To proste ustawienie nie wymaga dłuższego komentarza. Przejdźmy do czegoś trudniejszego- do półprofilu. I ruszmy w końcu nasze postacie.
Rysowanie zacznijmy od tych części ciała, które są bliżej nas. Pamiętając o tym, co pisałam wcześniej narysujmy nogę. Ponieważ będzie ona zgięta stopa nie sięgnie do ostatniej z kresek.

Czas na tułów. Jego linię prowadzimy tak jak w widoku od przodu jednak łagodzimy krągłości. Jedną pierś rysujemy jakby była od przodu, drugą zaś pokazujemy lekko od boku. Z tej strony zasłoni ona linię tułowia i część ręki. Dorysowałam także głowę, która nie powinna Wam sprawić trudności w tym ustawieniu, ponieważ rysujecie ją często właśnie w ten sposób. Pomówmy jeszcze o szyi. W zależności o tego, w którą stronę zwrócona jest postać szyję rysujemy bliżej lewej lub prawej strony.

A teraz to co znajduje się dalej. Tułów będzie węższy niż w przypadku ciała widzianego od przodu. Pępek natomiast nie będzie na środku a lekko z boku.

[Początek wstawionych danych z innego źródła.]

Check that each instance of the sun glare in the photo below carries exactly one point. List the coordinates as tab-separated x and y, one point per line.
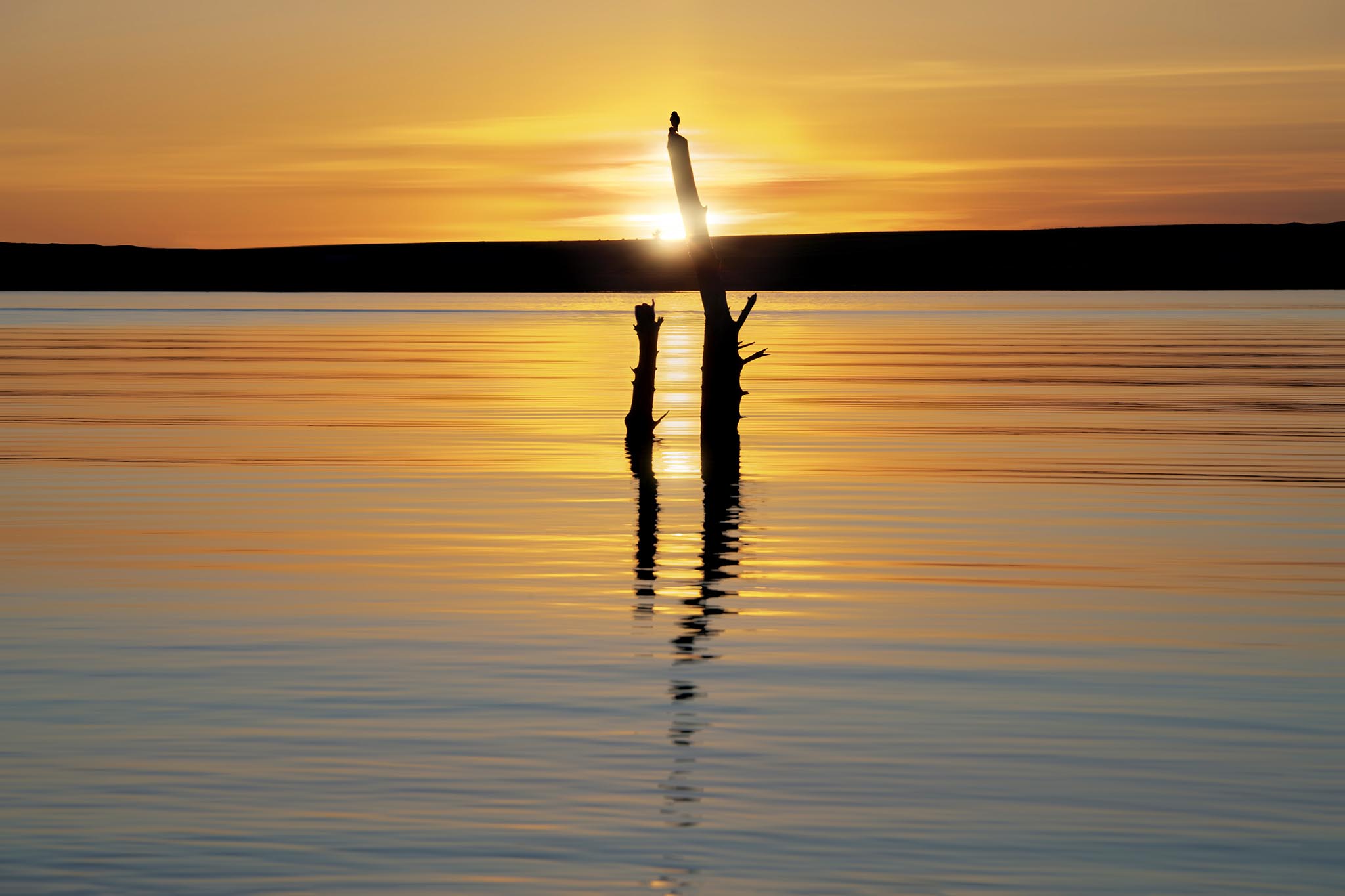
669	224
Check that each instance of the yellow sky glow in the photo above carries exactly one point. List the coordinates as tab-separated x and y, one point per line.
291	123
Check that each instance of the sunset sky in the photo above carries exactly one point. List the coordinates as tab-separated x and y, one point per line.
260	123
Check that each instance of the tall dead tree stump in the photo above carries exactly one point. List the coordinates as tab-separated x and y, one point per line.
721	366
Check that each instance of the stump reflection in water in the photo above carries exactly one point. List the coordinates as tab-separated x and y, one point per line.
720	475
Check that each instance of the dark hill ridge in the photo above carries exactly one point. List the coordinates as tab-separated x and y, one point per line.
1158	257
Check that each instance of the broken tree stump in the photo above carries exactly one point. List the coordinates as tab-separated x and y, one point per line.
721	366
639	419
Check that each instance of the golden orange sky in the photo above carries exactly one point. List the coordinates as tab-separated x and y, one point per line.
330	121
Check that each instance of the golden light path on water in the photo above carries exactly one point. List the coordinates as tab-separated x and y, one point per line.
1019	593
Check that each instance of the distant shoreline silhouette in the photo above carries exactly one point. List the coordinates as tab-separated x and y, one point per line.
1099	258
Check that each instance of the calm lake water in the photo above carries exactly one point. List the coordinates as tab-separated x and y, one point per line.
1020	593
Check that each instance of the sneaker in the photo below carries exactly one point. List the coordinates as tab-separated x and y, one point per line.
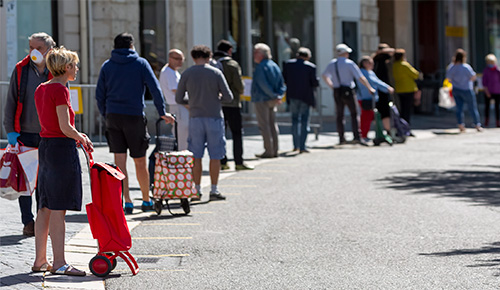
216	196
129	208
244	167
147	206
197	197
29	229
263	155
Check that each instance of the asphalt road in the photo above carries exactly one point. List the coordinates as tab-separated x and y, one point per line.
423	215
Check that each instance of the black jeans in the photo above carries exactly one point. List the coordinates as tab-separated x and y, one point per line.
232	117
406	101
496	98
340	103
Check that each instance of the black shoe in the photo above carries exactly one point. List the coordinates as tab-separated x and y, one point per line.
263	155
197	197
147	206
216	196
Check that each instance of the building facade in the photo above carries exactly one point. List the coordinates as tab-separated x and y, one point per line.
429	30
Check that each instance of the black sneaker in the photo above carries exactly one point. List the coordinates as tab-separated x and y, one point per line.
216	196
147	206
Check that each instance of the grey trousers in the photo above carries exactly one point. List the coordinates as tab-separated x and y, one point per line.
266	119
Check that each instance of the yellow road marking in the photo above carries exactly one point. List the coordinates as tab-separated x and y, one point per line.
150	270
169	224
249	177
159	256
162	238
234	185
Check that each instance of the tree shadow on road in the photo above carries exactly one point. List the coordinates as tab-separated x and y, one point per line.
480	187
491	249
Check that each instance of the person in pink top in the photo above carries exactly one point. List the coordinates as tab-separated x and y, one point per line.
491	84
59	174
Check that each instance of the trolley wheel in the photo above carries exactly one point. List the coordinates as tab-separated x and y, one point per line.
100	266
158	206
185	205
114	262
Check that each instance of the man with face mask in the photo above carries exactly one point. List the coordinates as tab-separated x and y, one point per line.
20	116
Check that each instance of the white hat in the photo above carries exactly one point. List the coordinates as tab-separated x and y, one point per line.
341	48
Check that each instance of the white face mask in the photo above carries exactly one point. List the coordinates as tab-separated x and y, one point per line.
36	56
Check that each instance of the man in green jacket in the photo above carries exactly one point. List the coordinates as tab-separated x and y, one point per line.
232	110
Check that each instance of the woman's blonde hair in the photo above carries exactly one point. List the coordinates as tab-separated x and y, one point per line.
491	58
58	58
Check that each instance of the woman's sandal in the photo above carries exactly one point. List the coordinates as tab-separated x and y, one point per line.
43	268
68	270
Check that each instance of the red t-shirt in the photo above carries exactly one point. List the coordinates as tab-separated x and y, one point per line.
47	98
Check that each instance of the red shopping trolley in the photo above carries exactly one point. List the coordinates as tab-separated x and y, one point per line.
107	219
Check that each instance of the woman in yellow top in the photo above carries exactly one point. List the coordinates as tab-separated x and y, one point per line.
404	82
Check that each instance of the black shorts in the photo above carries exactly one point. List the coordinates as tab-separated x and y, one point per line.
127	132
383	105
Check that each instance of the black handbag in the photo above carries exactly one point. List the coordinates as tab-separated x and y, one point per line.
367	105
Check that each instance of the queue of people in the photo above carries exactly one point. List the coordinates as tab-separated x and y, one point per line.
205	99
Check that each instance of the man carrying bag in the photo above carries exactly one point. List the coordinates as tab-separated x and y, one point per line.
340	75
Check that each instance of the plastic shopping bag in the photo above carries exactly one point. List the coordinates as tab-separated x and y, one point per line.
18	171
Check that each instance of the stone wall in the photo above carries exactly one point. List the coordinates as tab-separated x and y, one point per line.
369	27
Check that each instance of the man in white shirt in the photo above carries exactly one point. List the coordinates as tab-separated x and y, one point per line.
169	79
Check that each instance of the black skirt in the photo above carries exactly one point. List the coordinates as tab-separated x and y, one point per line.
59	175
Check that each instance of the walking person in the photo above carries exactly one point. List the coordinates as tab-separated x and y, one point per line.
232	110
204	84
267	91
340	75
169	80
404	83
382	67
366	65
462	76
59	174
491	84
301	80
20	116
120	99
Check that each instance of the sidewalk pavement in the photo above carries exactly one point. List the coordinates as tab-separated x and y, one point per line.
17	251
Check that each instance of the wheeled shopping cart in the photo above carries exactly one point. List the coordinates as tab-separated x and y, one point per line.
107	219
172	176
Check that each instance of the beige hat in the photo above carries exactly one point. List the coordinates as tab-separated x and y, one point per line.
341	48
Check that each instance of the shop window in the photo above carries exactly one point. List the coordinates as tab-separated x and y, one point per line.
153	35
228	23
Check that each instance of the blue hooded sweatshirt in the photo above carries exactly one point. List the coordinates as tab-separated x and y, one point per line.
122	83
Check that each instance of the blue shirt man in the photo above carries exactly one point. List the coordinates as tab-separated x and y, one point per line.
267	90
301	80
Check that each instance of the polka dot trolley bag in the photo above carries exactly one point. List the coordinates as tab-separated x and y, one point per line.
173	177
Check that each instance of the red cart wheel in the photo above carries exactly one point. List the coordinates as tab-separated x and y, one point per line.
100	266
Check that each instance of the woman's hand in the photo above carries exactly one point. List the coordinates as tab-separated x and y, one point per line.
87	144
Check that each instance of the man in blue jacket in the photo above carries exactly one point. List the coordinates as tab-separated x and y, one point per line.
267	90
120	98
301	80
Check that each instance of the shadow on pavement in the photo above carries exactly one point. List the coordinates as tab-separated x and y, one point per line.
22	278
480	187
12	240
493	248
76	218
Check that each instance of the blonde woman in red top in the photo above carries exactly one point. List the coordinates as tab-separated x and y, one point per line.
59	174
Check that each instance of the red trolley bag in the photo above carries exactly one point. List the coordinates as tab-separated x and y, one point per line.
107	219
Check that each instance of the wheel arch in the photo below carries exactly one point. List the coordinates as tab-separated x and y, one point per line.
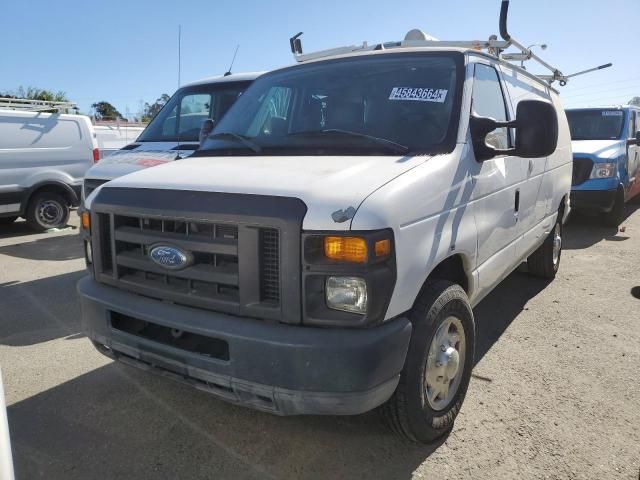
60	188
455	269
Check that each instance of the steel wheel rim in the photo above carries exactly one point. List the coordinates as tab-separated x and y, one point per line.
557	243
445	363
50	213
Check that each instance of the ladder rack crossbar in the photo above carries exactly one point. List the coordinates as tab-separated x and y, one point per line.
29	105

Jeśli chodzi o ręce to mamy pełną dowolność. Pamiętajmy jednak o tym, że ręka znajdująca się dalej od nas może być mniejsza, krótsza (skrót perspektywiczny!) lub może chować się za tułowiem. Kilka wariantów:

Gdy ręka jest uniesiona to pierś przy niej także się unosi (zwróćcie uwagę na sutek), co obrazuje ten… obrazek (XD). Przy opuszczonej jest na swoim miejscu oczywiście.
A tutaj jeszcze kilka ustawień:
Poza podkradziona z książki 'Jak rysować’ I. Sidaway’a i innych. Mam nadzieję, że wiecie już dlaczego noga z tyłu jest taka krótka a ta z przodu taka duża (jest bliżej nas). To samo się tyczy rąk.

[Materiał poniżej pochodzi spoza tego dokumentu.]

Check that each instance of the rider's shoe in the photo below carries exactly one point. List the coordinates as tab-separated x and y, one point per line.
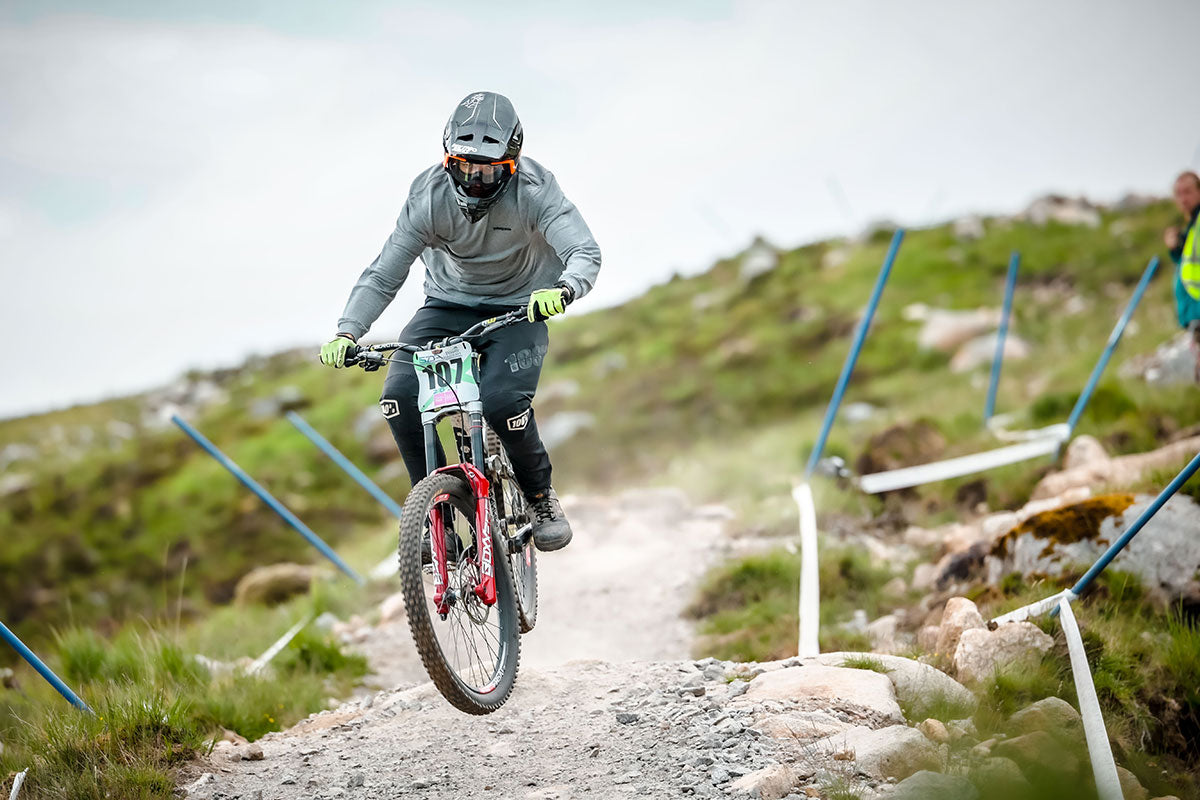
454	549
551	531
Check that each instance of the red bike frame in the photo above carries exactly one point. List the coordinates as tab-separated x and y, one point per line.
485	553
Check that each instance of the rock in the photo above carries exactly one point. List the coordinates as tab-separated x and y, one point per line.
969	228
867	690
1063	210
273	584
801	726
1038	751
918	687
1122	470
760	258
834	257
948	330
1131	787
915	536
859	411
882	633
197	786
393	608
901	445
1163	554
1051	714
1084	451
981	350
768	783
981	651
935	731
935	786
1171	364
897	751
960	614
927	638
1001	779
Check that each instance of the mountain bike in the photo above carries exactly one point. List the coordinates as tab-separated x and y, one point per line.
475	590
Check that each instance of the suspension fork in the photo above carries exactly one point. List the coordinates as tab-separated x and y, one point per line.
485	552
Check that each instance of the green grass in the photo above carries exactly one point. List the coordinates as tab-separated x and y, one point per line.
748	609
156	707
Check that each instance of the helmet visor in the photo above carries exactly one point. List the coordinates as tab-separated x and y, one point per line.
479	179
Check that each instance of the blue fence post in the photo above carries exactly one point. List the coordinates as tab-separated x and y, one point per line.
1134	529
42	669
265	497
1001	335
1114	338
345	463
852	356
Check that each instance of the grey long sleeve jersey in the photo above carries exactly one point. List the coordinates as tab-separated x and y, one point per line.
531	239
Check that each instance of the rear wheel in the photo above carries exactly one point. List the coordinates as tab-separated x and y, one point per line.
511	504
472	654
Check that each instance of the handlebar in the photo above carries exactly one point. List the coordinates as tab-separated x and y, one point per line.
371	356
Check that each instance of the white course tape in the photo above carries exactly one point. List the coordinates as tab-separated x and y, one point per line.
942	470
274	650
810	589
1108	783
17	783
1035	609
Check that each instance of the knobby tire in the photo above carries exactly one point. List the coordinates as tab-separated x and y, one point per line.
423	618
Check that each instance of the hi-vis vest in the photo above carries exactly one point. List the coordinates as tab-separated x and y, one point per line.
1189	263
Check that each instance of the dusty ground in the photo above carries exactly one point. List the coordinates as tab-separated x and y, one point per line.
612	597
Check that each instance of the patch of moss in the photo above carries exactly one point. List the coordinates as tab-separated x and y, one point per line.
1072	523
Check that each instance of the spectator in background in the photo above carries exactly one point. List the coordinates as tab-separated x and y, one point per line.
1185	247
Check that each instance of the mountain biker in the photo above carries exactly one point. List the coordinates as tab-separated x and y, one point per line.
495	230
1185	248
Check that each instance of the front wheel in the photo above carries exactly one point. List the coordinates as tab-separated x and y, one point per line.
472	654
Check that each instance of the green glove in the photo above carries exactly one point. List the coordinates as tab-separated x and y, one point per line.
545	304
333	354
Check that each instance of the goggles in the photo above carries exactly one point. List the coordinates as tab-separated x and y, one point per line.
486	173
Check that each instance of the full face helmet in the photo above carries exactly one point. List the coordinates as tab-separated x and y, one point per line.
483	146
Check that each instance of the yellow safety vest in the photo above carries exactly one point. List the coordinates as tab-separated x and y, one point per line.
1189	263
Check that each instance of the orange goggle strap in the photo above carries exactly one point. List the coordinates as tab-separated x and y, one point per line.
511	163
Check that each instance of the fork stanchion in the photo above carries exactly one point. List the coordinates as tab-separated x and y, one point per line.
347	465
852	356
42	669
1114	340
265	497
997	359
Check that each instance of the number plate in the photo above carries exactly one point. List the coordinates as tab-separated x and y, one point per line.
447	377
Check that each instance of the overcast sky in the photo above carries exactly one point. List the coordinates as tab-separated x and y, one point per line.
184	184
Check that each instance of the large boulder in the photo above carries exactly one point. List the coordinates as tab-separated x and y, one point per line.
862	691
935	786
981	350
1164	554
960	614
948	330
1122	470
919	687
897	751
273	584
982	653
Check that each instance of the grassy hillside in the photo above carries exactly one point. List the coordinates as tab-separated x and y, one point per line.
713	382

Kolejna poza z 'Jak rysować’. Zasady te same co przy rysowaniu z profilu z tym, że wariacje dotyczą rąk i nóg. Noga stojąca wpasowuje się w zasady podziału na 8. Noga uniesiona jest bliżej nas i działa na nią skrót perspektywiczny. Tułów jest lekko bokiem ale głowa jest już na wprost dlatego szyję rysujemy po środku głowy.

Omówmy teraz ten tajemniczy skrót perspektywiczny.
Dla przykładu przyjrzyjmy się postaci siedzącej.

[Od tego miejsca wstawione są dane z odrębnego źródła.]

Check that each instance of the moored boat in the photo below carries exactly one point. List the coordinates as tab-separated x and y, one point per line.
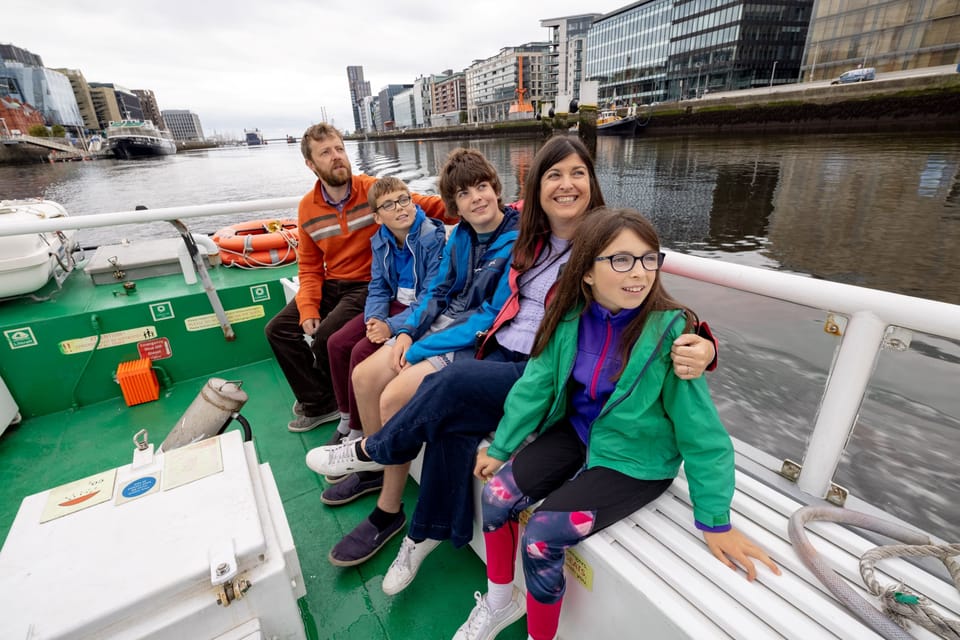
130	139
653	566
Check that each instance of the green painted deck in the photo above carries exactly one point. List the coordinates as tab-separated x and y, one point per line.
56	444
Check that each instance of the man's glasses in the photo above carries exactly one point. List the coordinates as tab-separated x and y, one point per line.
390	205
624	262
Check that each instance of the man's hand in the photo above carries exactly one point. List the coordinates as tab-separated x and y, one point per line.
691	356
398	361
377	331
311	326
486	465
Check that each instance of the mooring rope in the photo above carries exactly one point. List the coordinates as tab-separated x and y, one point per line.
901	605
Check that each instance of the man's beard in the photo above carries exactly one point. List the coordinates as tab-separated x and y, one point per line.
332	179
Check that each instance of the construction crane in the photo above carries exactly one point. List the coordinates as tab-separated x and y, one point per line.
520	105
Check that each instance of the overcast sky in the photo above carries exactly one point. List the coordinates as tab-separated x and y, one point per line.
276	64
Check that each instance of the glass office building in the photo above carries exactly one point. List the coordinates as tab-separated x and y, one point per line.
678	49
627	53
890	36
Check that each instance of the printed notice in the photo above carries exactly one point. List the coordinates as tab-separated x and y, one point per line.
186	464
107	340
209	321
73	497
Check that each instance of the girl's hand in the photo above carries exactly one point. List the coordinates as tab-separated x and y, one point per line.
377	331
398	357
691	356
486	465
732	545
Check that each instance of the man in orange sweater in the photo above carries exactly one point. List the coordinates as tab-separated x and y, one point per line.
335	226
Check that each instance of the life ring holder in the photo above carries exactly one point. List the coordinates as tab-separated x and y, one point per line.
258	243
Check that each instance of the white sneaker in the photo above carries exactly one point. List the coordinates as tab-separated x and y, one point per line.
484	624
405	566
339	459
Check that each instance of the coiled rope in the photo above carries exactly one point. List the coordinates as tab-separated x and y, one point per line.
899	604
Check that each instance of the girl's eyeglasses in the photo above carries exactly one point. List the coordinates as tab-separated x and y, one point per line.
624	262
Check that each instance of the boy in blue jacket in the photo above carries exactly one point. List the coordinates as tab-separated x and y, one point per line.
406	258
463	300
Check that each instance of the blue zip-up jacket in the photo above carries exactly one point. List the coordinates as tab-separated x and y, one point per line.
425	242
485	281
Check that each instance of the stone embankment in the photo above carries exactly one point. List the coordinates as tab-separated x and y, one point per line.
904	104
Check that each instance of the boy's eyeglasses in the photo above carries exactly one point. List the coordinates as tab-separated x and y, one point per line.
390	205
624	262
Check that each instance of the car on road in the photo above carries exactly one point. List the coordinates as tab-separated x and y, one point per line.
856	75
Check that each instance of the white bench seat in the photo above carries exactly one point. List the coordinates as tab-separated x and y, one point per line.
651	576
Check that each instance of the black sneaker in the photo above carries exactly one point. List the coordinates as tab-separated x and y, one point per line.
350	488
363	542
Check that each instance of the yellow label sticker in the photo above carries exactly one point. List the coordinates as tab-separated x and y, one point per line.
209	321
107	340
579	568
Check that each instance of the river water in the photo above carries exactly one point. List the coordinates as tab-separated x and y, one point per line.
879	211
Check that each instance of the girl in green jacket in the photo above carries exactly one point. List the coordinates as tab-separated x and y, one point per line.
613	426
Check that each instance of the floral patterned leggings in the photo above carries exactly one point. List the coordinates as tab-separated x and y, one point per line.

Spróbujmy w myślach nanieść na Freddiego linie podziału na 8. Okazuje się, że nie pasują. Dlaczego? Prawie wszystko się zgadza, poza jednym- skrótowi uległy uda. Są wyraźnie krótsze, ponieważ widzimy je pod pewnym kątem.
Kolejny przykład:

Ręka, która jest wyciągnięta do przodu wydaje się bardzo krótka. Pod pewnym kątem widzielibyśmy tylko sama dłoń, bo reszta schowała by się za nią. I owy skrót perspektywiczny jest właśnie czymś w rodzaju chowania się. Jeśli dodatkowo do skrótu perspektywicznego dojdzie zmniejszenie to mogą wyjść naprawdę ciekawe twory. Spróbujcie ogarnąć ten dziwny kształt:

Jak się przyjrzycie to zobaczycie leżąca kobietę. Ciemna plama to włosy, dalej są plecy, pupa i śmiesznie mała stopa. Tą pozę znów podkradłam z 'Jak rysować’. Czemu to wygląda tak dziwnie? Bo skrótowi uległo całe ciało. Dodatkowo stopa znajduje się dość daleko od głowy, więc jest wyraźnie mniejsza. Dlatego najlepiej takie dziwne pozy narysować bardzo starannie (a nie jak ja kreskami). Wtedy powinno udać się przekonać widza, że to co jest na rysunku jest prawidłowe. Ale czasem i tak trudno będzie uniknąć wyjaśnień…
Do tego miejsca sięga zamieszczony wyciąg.